Some research suggests that reusing bottles cuts their carbon footprint by even more than that; a study out of Canada found that once a refillable system gains traction, 98% of the bottles get returned, and it uses 93% less energy than creating a new container.
It takes between 47% and 82% less water to wash refillable bottles than it does to make new single-use bottles for the delivery of the same amount of beverage.
The new bottles can be refilled up to 40 times. Customers can drop them off at any of the OBRC’s 21 redemption centers.  
Schoening, the cooperative’s spokesperson, said: 
“We’re in a really unique position to make this work. We’re introducing a bottle we can sell to any brewery that’s interested in using that bottle.”

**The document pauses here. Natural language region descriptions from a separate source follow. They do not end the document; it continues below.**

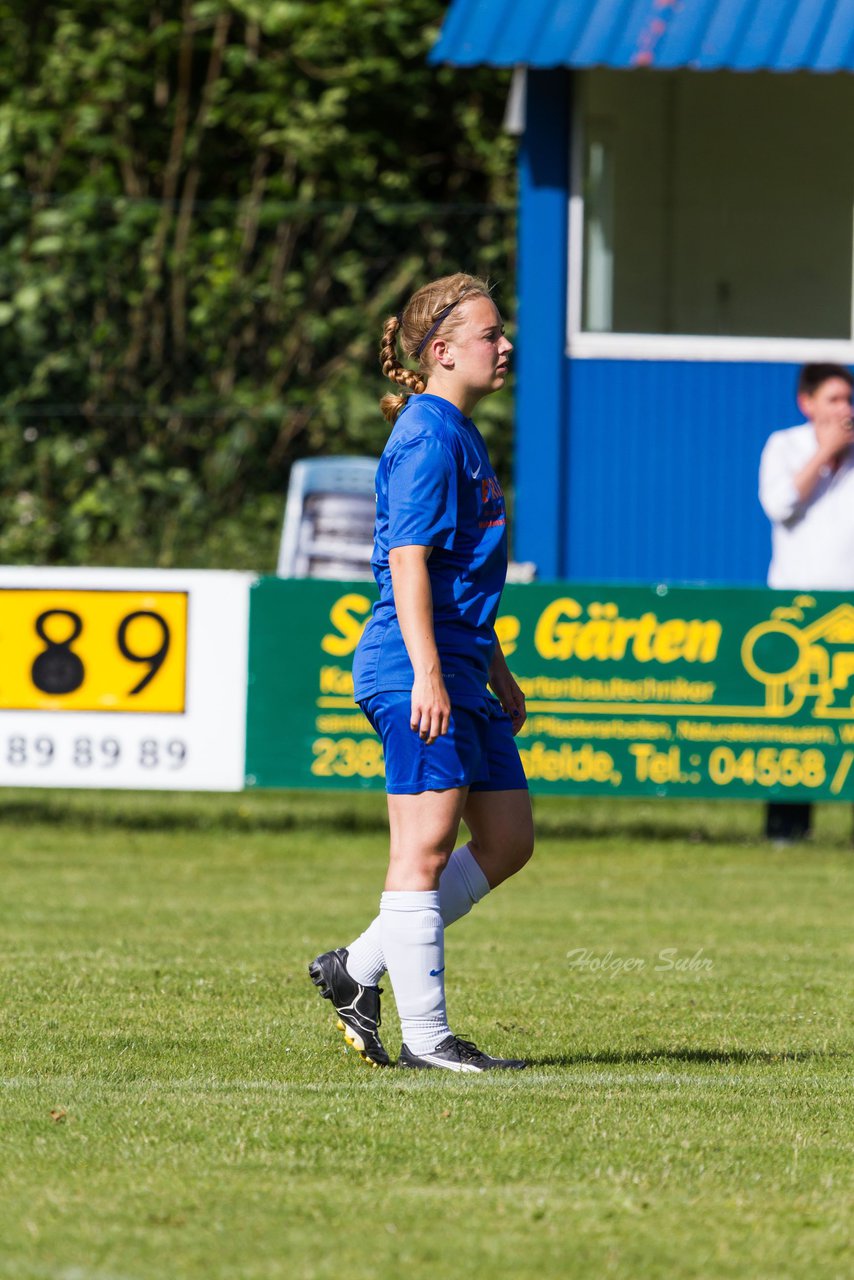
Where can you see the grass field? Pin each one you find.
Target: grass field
(177, 1104)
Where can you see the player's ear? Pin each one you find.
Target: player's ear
(442, 353)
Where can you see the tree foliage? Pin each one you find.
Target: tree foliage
(208, 206)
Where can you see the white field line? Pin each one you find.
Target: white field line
(556, 1080)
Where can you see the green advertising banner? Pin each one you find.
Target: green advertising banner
(693, 691)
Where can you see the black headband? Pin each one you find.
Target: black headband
(442, 315)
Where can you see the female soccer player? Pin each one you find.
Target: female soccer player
(420, 675)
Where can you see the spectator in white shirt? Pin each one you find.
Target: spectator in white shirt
(807, 492)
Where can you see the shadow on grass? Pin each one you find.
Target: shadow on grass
(186, 813)
(649, 1056)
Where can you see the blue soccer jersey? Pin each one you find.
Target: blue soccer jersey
(435, 488)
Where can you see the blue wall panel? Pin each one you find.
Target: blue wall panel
(661, 469)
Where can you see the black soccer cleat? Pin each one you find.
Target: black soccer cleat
(357, 1006)
(457, 1055)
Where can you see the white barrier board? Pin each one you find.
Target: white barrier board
(123, 679)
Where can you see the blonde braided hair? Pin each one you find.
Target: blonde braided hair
(411, 328)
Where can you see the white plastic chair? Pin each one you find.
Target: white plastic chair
(328, 528)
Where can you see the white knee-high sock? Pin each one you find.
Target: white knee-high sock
(461, 885)
(412, 938)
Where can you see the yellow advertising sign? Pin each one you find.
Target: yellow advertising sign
(92, 650)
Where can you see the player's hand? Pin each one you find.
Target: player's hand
(430, 714)
(512, 700)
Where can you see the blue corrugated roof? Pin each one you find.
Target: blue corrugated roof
(704, 35)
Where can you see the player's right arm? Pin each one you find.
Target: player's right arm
(430, 711)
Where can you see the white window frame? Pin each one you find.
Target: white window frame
(666, 346)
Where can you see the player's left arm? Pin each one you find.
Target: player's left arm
(506, 689)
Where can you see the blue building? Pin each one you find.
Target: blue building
(686, 227)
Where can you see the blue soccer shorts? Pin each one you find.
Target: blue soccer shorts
(478, 752)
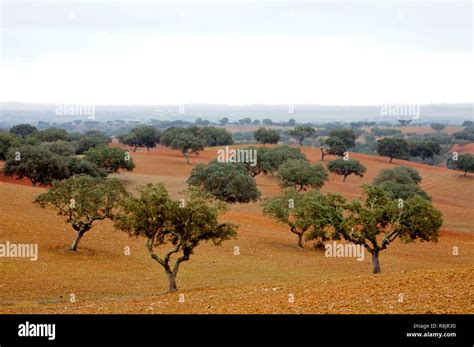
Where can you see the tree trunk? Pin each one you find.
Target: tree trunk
(172, 281)
(300, 240)
(375, 262)
(79, 236)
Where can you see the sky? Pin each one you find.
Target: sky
(236, 52)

The new, thicker bottles now lining store shelves in Oregon are composed of mostly recycled glass. The bottles were designed so that they could be easily separated from the rest of the glass in the existing bottle deposit system, according to Schoening, ensuring that they get refilled instead of recycled.
For beer-lovers, however, it’s business as usual, as long as they collect their bottle deposits.
Schoening said: 
“I like to say all the consumer has to do is choose to buy it. When they go through a machine, they’ll have a unique bar code that will identify them as different from another glass bottle.”
Breweries are only legally allowed to distribute 20% of the beer they put in refillable bottles to out-of-state locations. This prevents too many bottles from being shipped out but never returned.
Schoening hopes that the 7 breweries currently participating in the cooperative will soon have company from cider makers and wineries in the state. He is in talks with several companies about using refillable bottles that might come in different colors.
Additionally, the cooperative plans on offering a loyalty program where buyers who return a box of 12 refillable bottles receive a 20% discount (12 cents instead of 10 cents).
OBRC is also talking with the Oregon Department of Environmental Quality about figuring out exactly how much carbon the program is saving. The cooperative is also trying to bring a bottle-washing facility to Portland, which they hope to build by 2020. In the meantime, all the refillable bottles will be sent to a facility in Montana for washing.